What Do Fair Trade Certified Products Mean?

  • Safe wages
  • Safe working conditions
  • No child labor or forced labor
  • Environmentally substainable practices
  • Democratic-desision making process
  • Direct trade between sellers and producers

What are the popular fair trade products?

Clothing, coffee, flowers, food, furniture, home decor, housewares, jewelry, tea, toys, personal accessories, and many other products. Businesses in Philadelphia that sell fair trade products can be found here. Looks for products with these fair trade certified seals/signs.


Who certifies products as fair trade?

Below are various certifications for commodities, with the Fair Trade Federation servicing as a membership organization.

Fair For Life
Fair Trade USA
Fairtrade International

Who governs the fair trade standards?

The Fair Trade Federation (FTF) is the trade association that strengthens and promotes North American organizations fully committed to Fair Trade. Their principles are adapted from the standards of the World Fair Trade Organization to focus on businesses operating in North America. They provide an overarching framework for members and other fair traders. More at Fair Trade Federation's web site.

World Fair Trade Organization: 10 Principles of Fair Trade


What's the history of fair trade in North America?

Fair trade traces its roots to 1946 when Edna Ruth Byler, a volunteer for Mennonite Central Committee (MCC), visited an MCC sewing class in Puerto Rico where she discovered the talent the women had for creating beautiful lace and the extraordinary poverty in which they lived despite their hard work. She began carrying these pieces back to the United States to sell and returning the money back to these groups directly. Her work grew into Ten Thousand Villages, which opened its first fair trade shop in 1958 and is now the largest fair trade retailer in North America. In 1949, Sales Exchange for Refugee Rehabilitation and Vocation (SERRV International) began helping refugees in Europe recover from World War II. Today, they support artisans in more than 35 countries.

In the late 1970s and early 1980s, US- and Canadian-based entrepreneurs who defined their businesses with the producers at heart began to meet regularly, exchange ideas, and network. This informal group, known as the North American Alternative Trade Organization (NAATO) would evolve into the Fair Trade Federation and formally incorporate in 1994. In 1989, the World Fair Trade Organization (formerly IFAT) was founded as a global network of committed fair trade organizations, aiming to improve the livelihoods of disadvantaged people through trade and to provide a forum for the exchange of information and ideas.

In 1988, as world coffee prices began to sharply decline, a Dutch NGO, Solidaridad, and a farmer organization, UCIRI, created the first fair trade certification initiative.

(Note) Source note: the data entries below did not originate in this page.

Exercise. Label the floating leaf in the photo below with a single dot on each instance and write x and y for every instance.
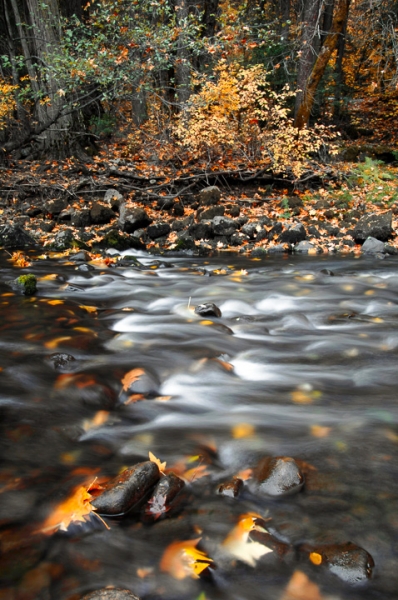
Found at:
(75, 509)
(238, 543)
(183, 559)
(157, 461)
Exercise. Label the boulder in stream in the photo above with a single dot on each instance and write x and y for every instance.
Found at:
(277, 476)
(127, 489)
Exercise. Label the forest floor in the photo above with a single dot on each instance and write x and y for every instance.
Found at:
(69, 206)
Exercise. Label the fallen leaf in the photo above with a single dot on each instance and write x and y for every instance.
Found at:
(157, 461)
(183, 559)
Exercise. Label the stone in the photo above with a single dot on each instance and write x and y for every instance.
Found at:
(113, 198)
(158, 230)
(60, 361)
(13, 236)
(81, 218)
(63, 240)
(231, 488)
(305, 247)
(277, 476)
(201, 231)
(127, 489)
(132, 219)
(348, 562)
(376, 225)
(164, 498)
(372, 246)
(100, 214)
(110, 594)
(209, 195)
(27, 284)
(210, 213)
(294, 234)
(224, 226)
(209, 309)
(55, 207)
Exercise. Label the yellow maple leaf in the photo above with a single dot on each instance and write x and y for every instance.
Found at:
(183, 559)
(75, 509)
(157, 461)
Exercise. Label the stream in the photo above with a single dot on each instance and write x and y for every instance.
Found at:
(106, 364)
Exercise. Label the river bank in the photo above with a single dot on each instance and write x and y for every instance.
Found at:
(97, 211)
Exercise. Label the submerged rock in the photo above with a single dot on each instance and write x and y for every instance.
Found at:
(208, 310)
(27, 284)
(110, 594)
(165, 498)
(278, 476)
(127, 489)
(348, 562)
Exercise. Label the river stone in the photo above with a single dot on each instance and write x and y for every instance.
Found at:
(208, 309)
(113, 198)
(373, 246)
(158, 230)
(375, 225)
(110, 594)
(164, 496)
(100, 214)
(209, 196)
(294, 234)
(127, 489)
(278, 476)
(348, 562)
(13, 236)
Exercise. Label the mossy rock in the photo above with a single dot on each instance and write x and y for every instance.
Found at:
(27, 284)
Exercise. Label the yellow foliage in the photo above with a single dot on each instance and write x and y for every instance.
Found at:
(7, 101)
(238, 114)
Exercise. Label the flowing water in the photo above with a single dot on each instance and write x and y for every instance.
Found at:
(302, 363)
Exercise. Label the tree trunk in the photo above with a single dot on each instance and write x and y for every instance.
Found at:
(306, 102)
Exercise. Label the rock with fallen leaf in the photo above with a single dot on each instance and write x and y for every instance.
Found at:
(127, 490)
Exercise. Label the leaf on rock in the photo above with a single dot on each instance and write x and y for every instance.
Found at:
(157, 461)
(75, 509)
(183, 559)
(238, 543)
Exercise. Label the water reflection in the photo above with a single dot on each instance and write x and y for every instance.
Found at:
(302, 363)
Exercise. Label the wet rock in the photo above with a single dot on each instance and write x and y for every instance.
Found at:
(63, 240)
(27, 284)
(375, 225)
(113, 198)
(224, 226)
(294, 234)
(277, 476)
(127, 489)
(100, 214)
(13, 236)
(209, 196)
(60, 361)
(348, 562)
(372, 246)
(110, 594)
(81, 218)
(131, 220)
(305, 247)
(158, 230)
(210, 213)
(231, 488)
(201, 231)
(208, 310)
(165, 498)
(55, 207)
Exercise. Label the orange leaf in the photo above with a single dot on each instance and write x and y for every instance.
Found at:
(130, 377)
(183, 559)
(161, 465)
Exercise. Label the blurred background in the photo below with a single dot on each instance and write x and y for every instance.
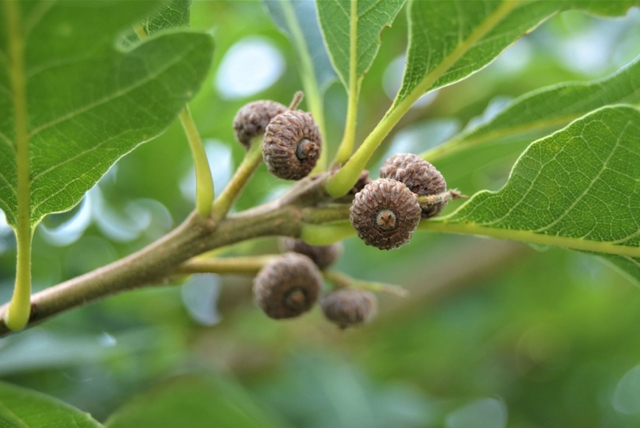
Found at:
(494, 334)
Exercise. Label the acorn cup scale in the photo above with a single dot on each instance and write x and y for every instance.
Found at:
(385, 213)
(252, 119)
(348, 307)
(292, 145)
(288, 286)
(419, 176)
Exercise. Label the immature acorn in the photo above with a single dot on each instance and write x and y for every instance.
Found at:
(322, 255)
(291, 145)
(419, 176)
(252, 119)
(385, 214)
(349, 307)
(288, 286)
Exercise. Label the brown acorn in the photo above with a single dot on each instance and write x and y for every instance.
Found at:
(322, 255)
(385, 214)
(347, 307)
(291, 145)
(288, 286)
(252, 119)
(419, 176)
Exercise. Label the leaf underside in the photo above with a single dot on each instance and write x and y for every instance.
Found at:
(336, 20)
(580, 185)
(449, 40)
(89, 102)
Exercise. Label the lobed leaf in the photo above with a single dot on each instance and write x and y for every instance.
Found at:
(88, 101)
(192, 402)
(22, 408)
(449, 40)
(352, 32)
(549, 109)
(578, 188)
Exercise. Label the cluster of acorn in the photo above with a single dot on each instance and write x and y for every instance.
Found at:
(384, 212)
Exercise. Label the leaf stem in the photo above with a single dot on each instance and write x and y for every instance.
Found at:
(204, 181)
(308, 77)
(245, 171)
(19, 309)
(345, 178)
(348, 140)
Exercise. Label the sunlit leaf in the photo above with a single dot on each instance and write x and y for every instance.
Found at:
(22, 408)
(449, 40)
(578, 188)
(352, 32)
(550, 108)
(88, 102)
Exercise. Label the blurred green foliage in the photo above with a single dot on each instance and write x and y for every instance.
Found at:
(495, 333)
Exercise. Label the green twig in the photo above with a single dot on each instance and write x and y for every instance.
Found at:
(245, 171)
(249, 265)
(19, 309)
(204, 181)
(348, 140)
(340, 183)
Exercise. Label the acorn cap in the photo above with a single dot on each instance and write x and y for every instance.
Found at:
(419, 176)
(322, 255)
(291, 145)
(288, 286)
(253, 118)
(385, 214)
(347, 307)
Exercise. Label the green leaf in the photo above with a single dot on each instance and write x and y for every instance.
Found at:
(449, 40)
(578, 188)
(88, 103)
(193, 402)
(22, 408)
(176, 14)
(548, 109)
(352, 33)
(299, 21)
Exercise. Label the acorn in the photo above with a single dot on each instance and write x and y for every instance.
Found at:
(291, 145)
(347, 307)
(419, 176)
(288, 286)
(253, 118)
(322, 255)
(385, 214)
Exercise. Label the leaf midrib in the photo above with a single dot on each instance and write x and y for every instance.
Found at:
(116, 94)
(529, 236)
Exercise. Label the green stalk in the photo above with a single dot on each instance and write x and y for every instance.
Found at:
(204, 181)
(245, 171)
(19, 309)
(340, 183)
(348, 139)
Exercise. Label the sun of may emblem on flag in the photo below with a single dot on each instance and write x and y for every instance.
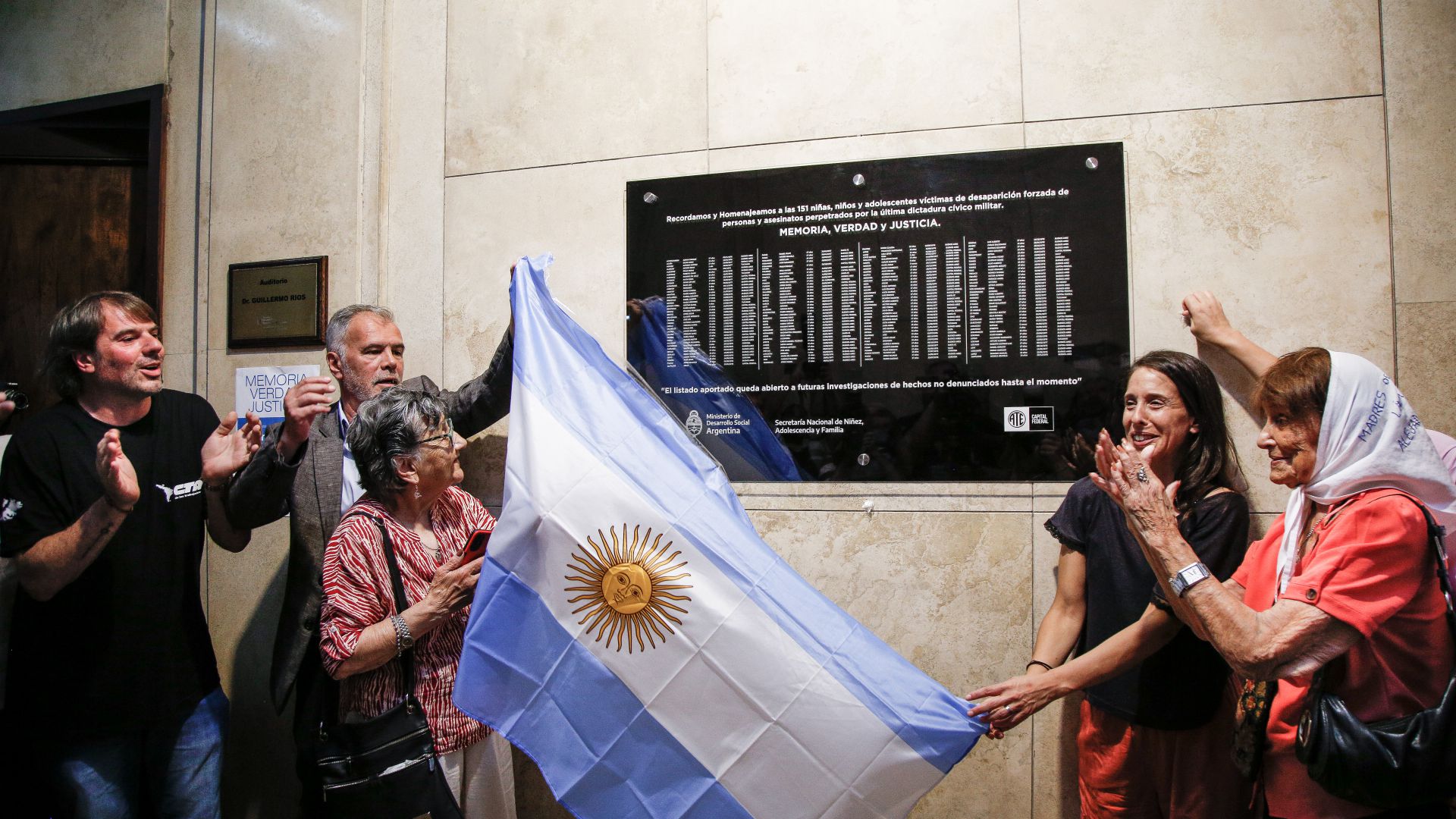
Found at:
(628, 588)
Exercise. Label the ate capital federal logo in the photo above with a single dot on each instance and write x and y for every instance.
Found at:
(1028, 419)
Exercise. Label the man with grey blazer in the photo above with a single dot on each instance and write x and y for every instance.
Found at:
(303, 468)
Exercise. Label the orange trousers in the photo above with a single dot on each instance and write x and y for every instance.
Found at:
(1134, 771)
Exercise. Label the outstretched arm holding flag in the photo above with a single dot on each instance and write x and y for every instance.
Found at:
(634, 634)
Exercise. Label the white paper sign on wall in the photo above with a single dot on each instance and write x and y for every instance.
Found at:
(261, 390)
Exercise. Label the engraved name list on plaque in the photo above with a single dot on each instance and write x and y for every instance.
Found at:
(944, 318)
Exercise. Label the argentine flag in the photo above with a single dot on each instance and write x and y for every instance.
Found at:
(634, 634)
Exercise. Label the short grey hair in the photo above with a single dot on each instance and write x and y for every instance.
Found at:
(340, 324)
(386, 428)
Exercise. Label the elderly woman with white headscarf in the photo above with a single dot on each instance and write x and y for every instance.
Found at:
(1343, 579)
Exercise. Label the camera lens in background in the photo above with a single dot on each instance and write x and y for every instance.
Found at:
(12, 392)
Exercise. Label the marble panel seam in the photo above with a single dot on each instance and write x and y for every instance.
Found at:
(1235, 107)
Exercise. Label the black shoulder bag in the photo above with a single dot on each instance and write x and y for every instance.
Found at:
(1398, 763)
(384, 768)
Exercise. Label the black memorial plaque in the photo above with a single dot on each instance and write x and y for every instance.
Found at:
(943, 318)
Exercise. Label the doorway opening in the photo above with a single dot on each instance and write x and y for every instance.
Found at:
(80, 210)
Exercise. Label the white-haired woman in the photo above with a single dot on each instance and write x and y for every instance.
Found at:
(1345, 579)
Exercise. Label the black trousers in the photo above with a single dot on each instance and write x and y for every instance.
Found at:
(315, 695)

Named after a best-selling 19th century novel, the Max Havelaar label initially applied only to coffee in the Netherlands, but similar labeling initiatives grew up independently across Europe within a few years. In 1997, these organizations created Fairtrade Labelling Organizations International (FLO), an umbrella organization which sets the fair trade certification standards and supports, inspects, and certifies disadvantaged farmers. There are now several fair trade labor certification systems in the US market, including Fair Trade International USA, Fair Trade USA, and IMO Fair for Life.

Since 2000, fair trade sales and consumer awareness have increased tremendously, as the range of fair trade organizations has also expanded. From the early days of lace and home decor, handmade items now include clothing, sports equipment, toys, and other items. From its initial focus on coffee, fair trade product certification has expanded to tea, chocolate, sugar, vanilla, fruit, wine, and much more. In 2002, the first World Fair Trade Day was celebrated to heighten consumer awareness and to strengthen connections among fair traders and interested citizens around the globe. In 2006, IFAT reported that total fair trade sales topped $2.6 billion.

From its early days in Pennsylvania, fair trade continues to move forward across the globe, because of the efforts of consumers, entrepreneurs, non-governmental organizations, and other communities.